# MNIST - Training

Given the optimal architecture that meets the memory constraints, train it (first floating point, then quantized). For small networks, bad initializations and training steps appear to be especially problematic. So we run each of these main training steps several times and choose the result that maximizes performance on the validation set.
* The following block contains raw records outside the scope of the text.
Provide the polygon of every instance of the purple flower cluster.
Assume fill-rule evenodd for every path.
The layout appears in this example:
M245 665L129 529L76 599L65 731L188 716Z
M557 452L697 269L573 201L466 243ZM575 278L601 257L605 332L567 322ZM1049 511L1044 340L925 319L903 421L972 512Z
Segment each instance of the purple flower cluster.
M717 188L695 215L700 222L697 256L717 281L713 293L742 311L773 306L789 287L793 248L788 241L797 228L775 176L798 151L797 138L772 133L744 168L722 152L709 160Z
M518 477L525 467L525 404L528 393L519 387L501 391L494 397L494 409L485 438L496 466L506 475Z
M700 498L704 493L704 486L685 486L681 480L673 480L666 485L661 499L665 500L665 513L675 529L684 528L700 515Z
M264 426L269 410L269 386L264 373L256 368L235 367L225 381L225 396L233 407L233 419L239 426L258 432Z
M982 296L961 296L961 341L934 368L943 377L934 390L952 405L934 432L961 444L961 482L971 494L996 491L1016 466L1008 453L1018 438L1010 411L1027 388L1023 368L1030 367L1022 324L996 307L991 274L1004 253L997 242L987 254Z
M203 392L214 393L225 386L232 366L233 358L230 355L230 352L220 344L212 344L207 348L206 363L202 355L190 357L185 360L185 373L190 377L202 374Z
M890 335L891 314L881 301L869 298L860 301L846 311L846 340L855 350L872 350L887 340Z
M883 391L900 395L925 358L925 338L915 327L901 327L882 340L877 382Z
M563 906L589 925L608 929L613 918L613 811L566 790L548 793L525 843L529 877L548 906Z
We run the final quantized network on the test set.

In [1]:
from __future__ import absolute_import, division, print_function
import os, sys, pdb, pickle
from itertools import product
import numpy as np
import scipy as sp
import matplotlib.pyplot as plt

import tensorflow as tf
import keras
from keras.datasets import mnist
from keras.models import Model, Sequential, load_model
from keras.layers import Input, Dense, Dropout, Flatten, Conv2D, MaxPooling2D, AveragePooling2D, Lambda, Activation, Add, concatenate
from keras.callbacks import LearningRateScheduler, ModelCheckpoint
from keras.engine.topology import Layer
from keras import regularizers, activations
from keras import backend as K

from quantization_layers import *
from network_parameterization import *

#os.environ['CUDA_VISIBLE_DEVICES']=''

out_folder = 'models'
if not os.path.exists(out_folder):
    os.makedirs(out_folder)

Using TensorFlow backend.


## Prepare the data and network

In [2]:
num_classes = 10

# Grab and massage the training and test data.
(x_train, y_train), (x_test, y_test) = mnist.load_data()
img_rows, img_cols = x_train.shape[1:3]

x_train = x_train.astype('float32') / 256
x_test  = x_test.astype('float32')  / 256
x_train = x_train.reshape(x_train.shape[0], img_rows, img_cols, 1)
x_test  = x_test.reshape(x_test.shape[0], img_rows, img_cols, 1)
input_shape = (img_rows, img_cols, 1)

y_train = keras.utils.to_categorical(y_train, num_classes)
y_test = keras.utils.to_categorical(y_test, num_classes)

np.random.seed(0)
val_set = np.zeros(x_train.shape[0], dtype='bool')
val_set[np.random.choice(x_train.shape[0], 10000, replace=False)] = 1
x_val = x_train[val_set]
y_val = y_train[val_set]
x_train = x_train[~val_set]
y_train = y_train[~val_set]

with open('augmented_x_200k_v2.npy', 'rb') as f:
    x_train_aug = np.load(f) * 255 / 256
with open('augmented_y_200k_v2.npy', 'rb') as f:
    y_train_aug = np.load(f)

print('x_train shape:', x_train.shape)
print(x_train_aug.shape[0], 'train samples')
print(x_val.shape[0], 'val samples')
print(x_test.shape[0], 'test samples')

x_train shape: (50000, 28, 28, 1)
200000 train samples
10000 val samples
10000 test samples


In [3]:
config = [('A', 2, 4), ('C', 5, 3, 3, 1, 1, 4, 8, 4), ('C', 8, 3, 3, 1, 1, 4, 8, 4), ('C', 11, 3, 3, 1, 1, 4, 8, 4), ('M', 2, 4), ('D', 0.1, 4), ('S', 10, 4, 8, 8)]
storage = sum(compute_storage(config, input_dimensions=[28,28,1], input_bits=8, streaming='true', convolution_strategy='herringbone'))
print('[%04dB] - Network:'%storage, config)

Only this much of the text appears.